ENCORE: The world is crashing… again. What do I do?

by Deepak Ganapathy

Back in 2022, I wrote an article titled “The world around me is crashing – what do I do? At the time, inflation was raging, Russia had invaded Ukraine, oil prices were swinging wildly and stock markets were under pressure. People were nervous and uncertainty was everywhere. The core message of that article was simple – dont panic, dont do anything rash and most often, the strategy is to not change anything dramatically.

The panic is back.

Fast forward to today and I once again hear friends and family around me panicking. I see pundits on TV and social media basically screaming that the world is crashing, markets are doomed and investors need to move to all cash portfolios, defensive portfolios or completely rethink their investment strategy. Wars in the Middle East dominate headlines, geopolitical tensions seem to be increasing globally and concerns about debt, tariffs and trade wars are back in focus. The Middle East conflict is also pushing up oil and gas prices which in turn creates inflationary pressures across the global economy. Unsurprisingly, stock markets have not exactly inspired confidence this year and the constant 24/7 news cycle only amplifies the anxiety. Naturally, people once again ask the same questions – “What should I do?”, “Should I sell?”, “Should I move to cash?” and of course, “Is this time different?”

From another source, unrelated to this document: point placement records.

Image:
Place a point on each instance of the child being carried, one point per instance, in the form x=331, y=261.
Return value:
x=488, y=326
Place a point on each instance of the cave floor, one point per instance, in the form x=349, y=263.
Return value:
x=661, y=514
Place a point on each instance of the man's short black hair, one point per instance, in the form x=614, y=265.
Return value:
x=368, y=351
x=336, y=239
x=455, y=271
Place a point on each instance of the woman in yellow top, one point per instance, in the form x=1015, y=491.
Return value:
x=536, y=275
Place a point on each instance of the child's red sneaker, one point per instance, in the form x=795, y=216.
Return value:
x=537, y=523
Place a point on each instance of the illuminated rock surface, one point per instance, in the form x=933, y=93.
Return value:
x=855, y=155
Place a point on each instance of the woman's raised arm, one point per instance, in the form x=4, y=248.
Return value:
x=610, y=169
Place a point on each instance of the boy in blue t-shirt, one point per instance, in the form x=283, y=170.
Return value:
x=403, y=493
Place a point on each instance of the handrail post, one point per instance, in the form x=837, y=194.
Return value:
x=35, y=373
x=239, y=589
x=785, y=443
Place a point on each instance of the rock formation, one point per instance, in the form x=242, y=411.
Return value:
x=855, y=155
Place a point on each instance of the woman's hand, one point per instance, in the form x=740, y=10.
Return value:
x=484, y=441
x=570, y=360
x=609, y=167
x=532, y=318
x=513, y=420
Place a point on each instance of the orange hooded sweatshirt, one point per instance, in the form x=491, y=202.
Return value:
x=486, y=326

The circumstances change. The advice does not.

Interestingly, my answer today is almost identical to what it was back in 2022. The reason is simple – while the circumstances and headlines change, the underlying situation rarely does. Every decade has its own version of uncertainty. Wars, recessions, inflation, market crashes, political instability and economic shocks have always existed and they always will. When you are living through these moments, they feel unique and unprecedented, but if you zoom out far enough, they are often just variations of the same cycle of fear and uncertainty that markets and economies have repeatedly gone through over long periods of history. That is why, for most long-term investors with a sound financial plan, the strategy is usually to not change anything dramatically. Continue investing consistently, avoid panic, revisit your asset allocation if needed and most importantly, do not make emotional decisions based on headlines. In personal finance, discipline and consistency matter far more than reacting to every macroeconomic event.

But what if this time is different?

Now, I know some people will say, “Yes, but this time the stock market itself is behaving differently.” Maybe. Time will ultimately tell. I certainly do not profess to be a market expert or forecaster. But if I had to place a bet, I would still comfortably bet that over the long run, markets will continue to grow as businesses innovate, economies adapt and human beings continue finding ways to create productivity and wealth. That does not mean there will not be painful periods or years of weak returns. There absolutely will be. But trying to dance in and out of the market based on fear is often where investors do the most damage to themselves. As I said back in 2022 and still believe today – dont do anything rash. Stay calm, stay disciplined and stay invested for the long run.

Thank you for reading and I wish you all the best in your financial success!

Disclaimer: I am not a financial advisor and all the information in my articles are from my personal experience and are for informational and educational purposes only. Please consult with a financial advisor or CPA for professional advice.